Silverman JM, Smith CJ, Marin DB, Birstein S, Mare M, Mohs RC, Davis KL. · Department of Psychiatry, Mt. Sinai School of Medicine, One Gustave L. Levy Place, New York, NY 10029, USA. · Am J Hum Genet. · Pubmed #10053018 links to  free full text

Abstract: Elderly individuals who lived beyond the age of 90 years without dementia were hypothesized to have increased concentrations of genetic protective factors against Alzheimer disease (AD), conferring a reduced liability for this disease relative to less-aged nondemented elderly. However, testing this hypothesis is complicated by having to distinguish such a group from those who may lack genetic risk factors for AD, have had protective environmental exposures, or have escaped dementia for other reasons. Probands carrying genetic protective factors, however, should have relatives with lower illness rates not only for earlier-onset disease, when genetic risk factors are a strong contributing factor to the incidence of AD, but also for later-onset disease, when the role of these factors appears to be markedly diminished. AD dementia was assessed through family informants in 6,660 first-degree relatives of 1,049 nondemented probands aged 60-102 years. The probands were grouped by age (60-74, 75-89, and 90-102 years), and the cumulative survival from AD and 10-year-age-interval hazard rates of AD were calculated in their first-degree relatives. Cumulative survival from AD was significantly greater in the relatives of the oldest proband group (aged 90-102 years) than it was in the two younger groups. In addition, the reduction in the rate of illness for this group was relatively constant across the entire late life span. The results suggest that genetic factors conferring a lifelong reduced liability of AD may be more highly concentrated among nondemented probands aged >/=90 years and their relatives. Efforts to identify protective allele-bearing genes that are associated with very late-onset AD should target the families of nonagenarians and centenarians.
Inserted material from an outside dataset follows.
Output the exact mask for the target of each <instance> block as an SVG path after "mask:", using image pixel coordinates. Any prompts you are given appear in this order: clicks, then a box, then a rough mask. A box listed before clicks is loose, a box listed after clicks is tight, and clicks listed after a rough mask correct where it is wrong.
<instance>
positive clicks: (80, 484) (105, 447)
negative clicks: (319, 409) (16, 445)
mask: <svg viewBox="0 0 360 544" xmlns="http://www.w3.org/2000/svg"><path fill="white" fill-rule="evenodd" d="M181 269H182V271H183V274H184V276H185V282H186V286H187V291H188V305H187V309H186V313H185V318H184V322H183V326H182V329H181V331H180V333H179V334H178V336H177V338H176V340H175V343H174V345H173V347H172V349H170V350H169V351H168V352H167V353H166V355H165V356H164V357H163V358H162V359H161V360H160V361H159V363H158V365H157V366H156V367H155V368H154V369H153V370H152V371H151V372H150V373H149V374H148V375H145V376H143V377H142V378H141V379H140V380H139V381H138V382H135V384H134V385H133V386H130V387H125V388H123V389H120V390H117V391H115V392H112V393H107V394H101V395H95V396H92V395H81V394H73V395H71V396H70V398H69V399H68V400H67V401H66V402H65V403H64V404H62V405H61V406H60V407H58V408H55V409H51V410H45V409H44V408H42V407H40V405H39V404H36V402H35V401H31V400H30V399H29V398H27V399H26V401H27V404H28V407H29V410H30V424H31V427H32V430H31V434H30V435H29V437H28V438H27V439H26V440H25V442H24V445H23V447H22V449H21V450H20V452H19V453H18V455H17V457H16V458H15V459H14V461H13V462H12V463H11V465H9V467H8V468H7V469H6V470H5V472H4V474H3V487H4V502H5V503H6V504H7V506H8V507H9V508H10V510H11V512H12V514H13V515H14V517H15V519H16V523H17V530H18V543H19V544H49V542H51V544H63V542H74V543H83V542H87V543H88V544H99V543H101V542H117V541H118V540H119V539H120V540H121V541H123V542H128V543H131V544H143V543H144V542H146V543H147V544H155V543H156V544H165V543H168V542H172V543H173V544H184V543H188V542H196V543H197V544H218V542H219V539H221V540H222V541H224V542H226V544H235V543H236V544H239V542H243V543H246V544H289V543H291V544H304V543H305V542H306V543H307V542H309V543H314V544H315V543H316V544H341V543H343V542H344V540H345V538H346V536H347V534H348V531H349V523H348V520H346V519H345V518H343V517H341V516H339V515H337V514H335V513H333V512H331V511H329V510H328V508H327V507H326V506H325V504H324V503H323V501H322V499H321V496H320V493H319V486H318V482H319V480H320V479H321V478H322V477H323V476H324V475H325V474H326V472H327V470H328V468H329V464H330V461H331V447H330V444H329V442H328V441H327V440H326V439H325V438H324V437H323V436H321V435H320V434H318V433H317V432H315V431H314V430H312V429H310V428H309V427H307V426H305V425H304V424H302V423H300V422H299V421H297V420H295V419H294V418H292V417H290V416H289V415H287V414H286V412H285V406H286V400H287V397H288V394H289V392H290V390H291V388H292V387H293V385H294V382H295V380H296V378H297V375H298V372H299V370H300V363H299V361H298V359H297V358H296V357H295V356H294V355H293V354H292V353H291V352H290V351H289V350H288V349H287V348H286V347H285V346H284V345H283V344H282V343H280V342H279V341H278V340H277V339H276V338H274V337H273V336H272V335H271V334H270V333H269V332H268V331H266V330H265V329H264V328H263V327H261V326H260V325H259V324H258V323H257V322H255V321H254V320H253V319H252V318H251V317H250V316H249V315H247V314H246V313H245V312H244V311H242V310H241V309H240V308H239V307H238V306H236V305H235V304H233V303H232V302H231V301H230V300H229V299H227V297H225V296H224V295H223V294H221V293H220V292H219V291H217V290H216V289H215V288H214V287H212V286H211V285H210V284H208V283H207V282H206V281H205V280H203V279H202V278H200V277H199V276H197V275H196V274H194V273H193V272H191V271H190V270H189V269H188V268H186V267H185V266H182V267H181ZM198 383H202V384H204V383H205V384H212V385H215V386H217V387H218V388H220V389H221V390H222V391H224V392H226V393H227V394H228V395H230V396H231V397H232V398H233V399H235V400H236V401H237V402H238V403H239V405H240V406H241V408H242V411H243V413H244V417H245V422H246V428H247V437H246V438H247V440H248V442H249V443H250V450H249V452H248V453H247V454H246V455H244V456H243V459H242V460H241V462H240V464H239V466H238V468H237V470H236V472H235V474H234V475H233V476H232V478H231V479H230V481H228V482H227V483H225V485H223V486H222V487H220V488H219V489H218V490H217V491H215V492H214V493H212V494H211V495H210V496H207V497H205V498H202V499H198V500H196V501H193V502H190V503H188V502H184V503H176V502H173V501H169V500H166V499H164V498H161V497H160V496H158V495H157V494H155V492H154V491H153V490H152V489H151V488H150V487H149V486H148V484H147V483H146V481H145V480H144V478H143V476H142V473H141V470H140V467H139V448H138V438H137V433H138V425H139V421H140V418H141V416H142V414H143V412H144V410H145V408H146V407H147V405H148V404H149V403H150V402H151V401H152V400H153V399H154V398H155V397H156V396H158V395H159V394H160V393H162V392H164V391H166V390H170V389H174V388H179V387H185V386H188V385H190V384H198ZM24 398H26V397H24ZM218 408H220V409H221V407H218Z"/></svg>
Sheu KF, Brown AM, Haroutunian V, Kristal BS, Thaler H, Lesser M, Kalaria RN, Relkin NR, Mohs RC, Lilius L, Lannfelt L, Blass JP. · Burke Medical Research Institute, White Plains, NY 10605, USA. · Ann Neurol. · Pubmed #9894876 No free full text.

Abstract: The mitochondrial alpha-ketoglutarate dehydrogenase complex (KGDHC) is deficient in Alzheimer's disease (AD). The DLST gene encodes the core, dihydrolipoyl succinyltransferase (DLST) component of KGDHC, and recent reports indicate an association between polymorphisms of DLST and AD in both white and Japanese patients. We therefore examined the relationship between AD and the DLST and apolipoprotein E (APOE) genes in elderly (89 +/- 7 years) AD patients, in whom the epsilon4 allele of APOE (APOE4) is a weak risk factor for AD. Polymorphisms of DLST (A19,117G and T19,183C), shown to be of interest in previous studies, were analyzed by restriction fragment length polymorphism analysis after polymerase chain reaction amplification. In a series of 429 white subjects from two Jewish nursing homes, an association of APOE4 with AD was found only in patients homozygous for the G,C allele of DLST. Similar relationships occurred in the "very elderly" (> or =85 years, n = 302) subgroup of this series, and also in an autopsy series (n = 225) that included white subjects from the Jewish nursing homes as well as other white subjects. These findings suggest a relationship between APOE4 and a DLST locus in the pathogenesis of AD in very elderly subjects.